La Corte aveva ritenuto che, essendo esclusa la spettanza dell´indennità in questione nel caso di dimissioni, ad analoga soluzione dovesse pervenirsi per il caso in cui il rapporto di lavoro fosse cessato a seguito di risoluzione consensuale, tanto più che nella specie non era stata provata la sussistenza di alcuna giusta causa di recesso.
Da qui il ricorso in cassazione, che tuttavia è stato respinto, ma che ha fornito l´opportunità alla Corte di precisare, ed in parte ribadire, importanti principi in subjecta materia.
Sul primo motivo di ricorso relativo all´ equiparazione operata dai Giudici di gravame tra dimissioni volontarie e dimissioni negoziate, la Suprema Corte ha richiamato la propria giurisprudenza, secondo cui la equiparazione, con conseguente diniego dell´indennità di disoccupazione, riguarda essenzialmente chi, avendo la possibilità di proseguire il proprio rapporto di lavoro, rinunzia al posto, ponendosi in tal caso spontaneamente nella posizione di disoccupato.

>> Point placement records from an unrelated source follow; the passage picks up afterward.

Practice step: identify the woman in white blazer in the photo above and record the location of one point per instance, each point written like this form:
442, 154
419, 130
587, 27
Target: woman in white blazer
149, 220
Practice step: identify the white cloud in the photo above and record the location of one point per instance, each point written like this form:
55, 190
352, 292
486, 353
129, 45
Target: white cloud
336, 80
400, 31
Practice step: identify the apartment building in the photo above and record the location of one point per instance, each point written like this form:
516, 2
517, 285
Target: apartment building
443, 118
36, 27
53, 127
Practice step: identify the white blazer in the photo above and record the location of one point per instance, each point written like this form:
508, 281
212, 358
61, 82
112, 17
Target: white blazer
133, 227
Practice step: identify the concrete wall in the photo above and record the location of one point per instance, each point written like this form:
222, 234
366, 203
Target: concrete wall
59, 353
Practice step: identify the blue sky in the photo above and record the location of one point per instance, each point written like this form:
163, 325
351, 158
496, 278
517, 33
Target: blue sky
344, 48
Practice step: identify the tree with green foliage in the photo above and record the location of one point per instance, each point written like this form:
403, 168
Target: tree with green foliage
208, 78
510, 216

Se dunque per un verso, ha sostenuto la Sezione - deve convenirsi con la sentenza impugnata quando afferma che, ai fini in discorso, la risoluzione consensuale del rapporto di lavoro è sostanzialmente equiparabile alle dimissioni, nessuna differenza concettuale sussistendo fra la dichiarazione di volontà necessariamente recettizia con cui il lavoratore pone unilateralmente fine al rapporto di lavoro e quella destinata a confluire, in uno con la speculare dichiarazione del datore di lavoro, nell´accordo relativo ad un contratto di transazione, deve per altro verso escludersi che il mero condizionamento derivante dalla sussistenza di trattative volte a prevenire o por fine ad una lite possa di per sé solo inficiare la libera determinazione del volere del lavoratore: ciò che conta è la sussistenza in concreto della possibilità che egli prosegua il rapporto di lavoro. Nessun diritto al trattamento di disoccupazione, dunque, secondo i Supremi Giudici, può pretendere il lavoratore che sia unilateralmente receduto dal rapporto o vi abbia comunque posto negozialmente (e dunque volontariamente) fine.

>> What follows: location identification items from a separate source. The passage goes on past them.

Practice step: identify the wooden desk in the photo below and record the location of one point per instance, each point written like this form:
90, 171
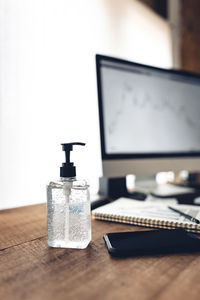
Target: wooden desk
29, 269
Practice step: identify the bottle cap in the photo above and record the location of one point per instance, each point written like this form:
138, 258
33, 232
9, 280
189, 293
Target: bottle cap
68, 169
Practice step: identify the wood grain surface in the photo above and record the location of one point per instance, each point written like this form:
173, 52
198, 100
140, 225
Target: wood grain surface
29, 269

Né, ha precisato il Supremo Collegio, è ravvisabile alcuna giusta causa di licenziamento nel secondo motivo di ricorso, ossia nell´asserita impossibilità per il lavoratore di progredire in carriera e di crescere professionalmente in conseguenza della legittima determinazione aziendale di chiudere il reparto di cui egli era responsabile: la nozione di giusta causa, infatti, è da ricollegare o ad un gravissimo inadempimento (cfr. da ult. Cass. n. 25384 del 2015) ovvero ad un´altra causa oggettivamente idonea a ledere il vincolo fiduciario (v. in tal senso Cass. n. 3136 del 2015) e tanto non può dirsi per la lesione delle pur legittime aspettative di progressione in carriera e di crescita professionale che un lavoratore normalmente ricollega allo svolgersi del rapporto di lavoro, trattandosi - almeno fintanto che la condotta datoriale non sconfini in una violazione dell´art. 2103 c.c. - di aspettative di mero fatto.
Il ricorso, pertanto, è stato respinto dal Supremo Collegio.